The Knux’s debut album, “Remind Me in 3 Days…” doesn’t necessarily change all this, but it tries to. In the process, the album also introduces a new and ambitious kind of hipster hip-hop—a repackaging of techno, jazz, rock, dance, indie, and rap into one, complete with Gym Class Heroes’ cheekiness and the soulfulness of OutKast’s “Ms. Jackson.”
The Knux is a group made up of two brothers—called Al Millio and Krispy—who sound like a schizophrenic cross between OutKast, Gorillaz (when they laugh), and Juvenile. They have an eccentric whiff of the Strokes about them too, but it’s only when you think of all these artists at once that you come up with something close to the Knux. The duo’s more original sounds come from two distinct geographical flavors running beneath the surface of the album. The Knux show off both their past New Orleans roots and their present L.A. outlook in seductively smooth jazz interludes mingled with multilayered club beats and improvised piano segments that sit harmoniously with the jerky twangs of an electronic guitar.
The rapping itself isn’t as impressive as the new overall flavor of hip-hop, and sometimes the unnecessary crudeness of the lyrics actually detracts from the freshness of the background sounds. In other songs, the lyrics are simply nothing special: for example, “Cappuccino” begins with a chord that sounds like it’s from an 8-bit video game, something one would almost never expect from a hip-hop compilation, but the fact that they repeatedly sing, “I need a fresh cappuccino with a mocha twist / Fresh fresh cappuccino with a mocha twist” dampens the song’s overall impact. Tracks that have less rapping and more instrumental experimentation fare better, like the first song on the album, “The List.”

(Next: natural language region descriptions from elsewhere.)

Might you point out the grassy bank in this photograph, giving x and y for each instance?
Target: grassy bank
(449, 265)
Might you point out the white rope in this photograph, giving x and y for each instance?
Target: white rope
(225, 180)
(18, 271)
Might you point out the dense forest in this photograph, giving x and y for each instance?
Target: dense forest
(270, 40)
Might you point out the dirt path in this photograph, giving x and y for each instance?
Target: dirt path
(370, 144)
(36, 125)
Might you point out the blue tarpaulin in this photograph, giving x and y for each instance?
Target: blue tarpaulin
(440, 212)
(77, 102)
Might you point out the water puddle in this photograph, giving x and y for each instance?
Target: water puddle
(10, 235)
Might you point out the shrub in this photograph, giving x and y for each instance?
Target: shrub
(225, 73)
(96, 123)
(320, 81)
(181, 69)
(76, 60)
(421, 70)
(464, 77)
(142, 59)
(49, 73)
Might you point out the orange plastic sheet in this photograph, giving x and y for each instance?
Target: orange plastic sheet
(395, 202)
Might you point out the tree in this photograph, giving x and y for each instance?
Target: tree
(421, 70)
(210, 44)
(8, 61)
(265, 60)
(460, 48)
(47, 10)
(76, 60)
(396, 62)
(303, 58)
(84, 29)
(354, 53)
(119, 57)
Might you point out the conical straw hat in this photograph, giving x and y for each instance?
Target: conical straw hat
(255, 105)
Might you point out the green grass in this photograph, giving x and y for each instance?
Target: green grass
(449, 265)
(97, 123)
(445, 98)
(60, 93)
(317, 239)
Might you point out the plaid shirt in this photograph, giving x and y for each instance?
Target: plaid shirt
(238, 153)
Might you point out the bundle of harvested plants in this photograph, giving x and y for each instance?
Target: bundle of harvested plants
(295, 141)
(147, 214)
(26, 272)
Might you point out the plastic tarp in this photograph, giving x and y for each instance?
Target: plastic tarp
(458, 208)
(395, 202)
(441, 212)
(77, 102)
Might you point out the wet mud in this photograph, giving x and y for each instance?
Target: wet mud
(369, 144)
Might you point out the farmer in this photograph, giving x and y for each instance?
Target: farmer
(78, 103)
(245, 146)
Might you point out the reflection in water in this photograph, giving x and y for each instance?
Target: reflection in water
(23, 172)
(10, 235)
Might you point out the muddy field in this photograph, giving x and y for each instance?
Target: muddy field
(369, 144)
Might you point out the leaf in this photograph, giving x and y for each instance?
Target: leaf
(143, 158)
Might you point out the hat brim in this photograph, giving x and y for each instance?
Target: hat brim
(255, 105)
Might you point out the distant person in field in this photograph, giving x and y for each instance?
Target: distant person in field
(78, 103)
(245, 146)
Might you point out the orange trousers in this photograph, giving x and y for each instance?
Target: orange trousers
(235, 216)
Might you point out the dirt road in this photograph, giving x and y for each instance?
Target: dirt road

It doesn’t help that “Remind Me in 3 Days...” doesn’t have much of a theme or unifying style; in fact, it jumps immediately from a song about guns to another about a coffee high before ambling into a few songs featuring Lyrica Anderson’s vocals. The album seems to dip in the middle, with slower, more melodic and atmospheric songs, like “The Train” and “Shine Again,” but then the mood is broken by the tenth track, “Pea Knuckle,” a skit featuring a crass British drug dealer.
In most tracks, however, there are surprising moments when the instrumental sections evoke multiple genres of music at once, or when the interplay of background sounds (e.g. a hooting owl) and the sing-song rap become so completely enmeshed within a beat that it becomes easy to take for granted the novelty and multifaceted nature of the mix.
The Knux are not, by any means, the whole answer to the current state of hip-hop, which may not even need an answer at all. The most captivating parts of the Knux’s offerings are the beginnings and ends of songs—where guitar riffs wedge themselves comfortably alongside chords reminiscent of video game themes, or techno dance beats give way to arpeggios produced by a hand wandering aimlessly over a piano. If nothing else, the Knux show that the form, texture, and feel of rap and hip-hop—regardless of what is being said or sung—can venture as far as the land of hipster and further, beyond what anyone thought profitable or even sensible.